Diesmal stimmt die frohe Botschaft: Die elf Touristen und ihre acht ägyptischen Begleiter, die elf Tage lang in der Gewalt von Kidnappern in der nordafrikanischen Wüste waren, sind frei. Das ägyptische Fernsehen zeigte am Montagnachmittag Bilder, wie sie an Bord einer Militärmaschine unverletzt auf dem Militärflughafen Sharq bei Kairo eintrafen.

Erleichterte Geiseln bei ihrer Ankunft in Kairo: Wie lief die Befreiung? (Foto: Foto: dpa)

Dort wurden sie von ägyptischen Sicherheitskräften mit Blumen begrüßt. Nach einer Untersuchung in einem Militärkrankenhaus sollten die elf Europäer - fünf Deutsche, fünf Italiener und eine Rumänin - bald in ihre Heimatländer ausgeflogen werden.
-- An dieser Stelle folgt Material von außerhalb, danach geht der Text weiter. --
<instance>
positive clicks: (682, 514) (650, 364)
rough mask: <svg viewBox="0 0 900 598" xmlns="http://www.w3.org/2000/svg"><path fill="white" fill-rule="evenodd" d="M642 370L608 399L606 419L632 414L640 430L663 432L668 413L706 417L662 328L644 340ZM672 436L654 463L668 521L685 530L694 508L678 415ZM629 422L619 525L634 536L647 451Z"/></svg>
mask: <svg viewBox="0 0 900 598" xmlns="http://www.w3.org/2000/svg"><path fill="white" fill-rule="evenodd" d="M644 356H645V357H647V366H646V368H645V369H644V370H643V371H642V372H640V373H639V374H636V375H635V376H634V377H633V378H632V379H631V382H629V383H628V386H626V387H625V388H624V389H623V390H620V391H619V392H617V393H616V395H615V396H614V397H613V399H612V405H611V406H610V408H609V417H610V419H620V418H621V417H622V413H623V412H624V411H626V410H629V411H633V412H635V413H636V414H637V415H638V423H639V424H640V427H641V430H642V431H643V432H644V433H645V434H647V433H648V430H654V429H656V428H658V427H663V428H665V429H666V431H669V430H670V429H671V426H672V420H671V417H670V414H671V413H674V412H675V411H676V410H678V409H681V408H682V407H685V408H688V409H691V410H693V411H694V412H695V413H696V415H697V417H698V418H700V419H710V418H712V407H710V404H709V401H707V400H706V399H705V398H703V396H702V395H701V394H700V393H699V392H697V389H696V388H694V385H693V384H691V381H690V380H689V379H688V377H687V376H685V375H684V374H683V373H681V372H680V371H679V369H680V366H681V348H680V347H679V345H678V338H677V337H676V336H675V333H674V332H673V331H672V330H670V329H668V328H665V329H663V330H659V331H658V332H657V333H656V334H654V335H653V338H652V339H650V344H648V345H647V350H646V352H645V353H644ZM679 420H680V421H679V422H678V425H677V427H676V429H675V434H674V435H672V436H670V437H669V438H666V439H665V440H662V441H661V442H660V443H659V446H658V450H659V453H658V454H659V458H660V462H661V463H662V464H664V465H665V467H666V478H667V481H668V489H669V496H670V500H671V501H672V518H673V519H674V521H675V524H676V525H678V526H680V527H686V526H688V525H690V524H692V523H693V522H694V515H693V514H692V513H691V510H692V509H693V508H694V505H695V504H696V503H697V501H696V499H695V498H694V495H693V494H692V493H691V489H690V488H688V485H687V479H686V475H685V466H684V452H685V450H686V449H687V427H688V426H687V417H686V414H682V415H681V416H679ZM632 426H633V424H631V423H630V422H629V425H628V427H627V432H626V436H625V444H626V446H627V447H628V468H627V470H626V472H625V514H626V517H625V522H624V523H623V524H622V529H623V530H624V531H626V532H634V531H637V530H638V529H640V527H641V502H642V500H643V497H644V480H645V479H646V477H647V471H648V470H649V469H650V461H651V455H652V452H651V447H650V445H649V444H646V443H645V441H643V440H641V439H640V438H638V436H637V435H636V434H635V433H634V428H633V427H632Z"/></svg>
An der Befreiung waren nach Angaben des Verteidigungs- und des Innenministeriums auch deutsche Spezialkräfte beteiligt. Demnach waren sowohl Spezialisten der Bundeswehr als auch Beamte der GSG9, der Fliegerstaffel der Bundespolizei, des Bundeskriminalamts sowie Logistikexperten des Technischen Hilfswerks am Ort der Befreiung. Ministeriumssprechern zufolge wurden die deutschen Kräfte allerdings nicht benötigt.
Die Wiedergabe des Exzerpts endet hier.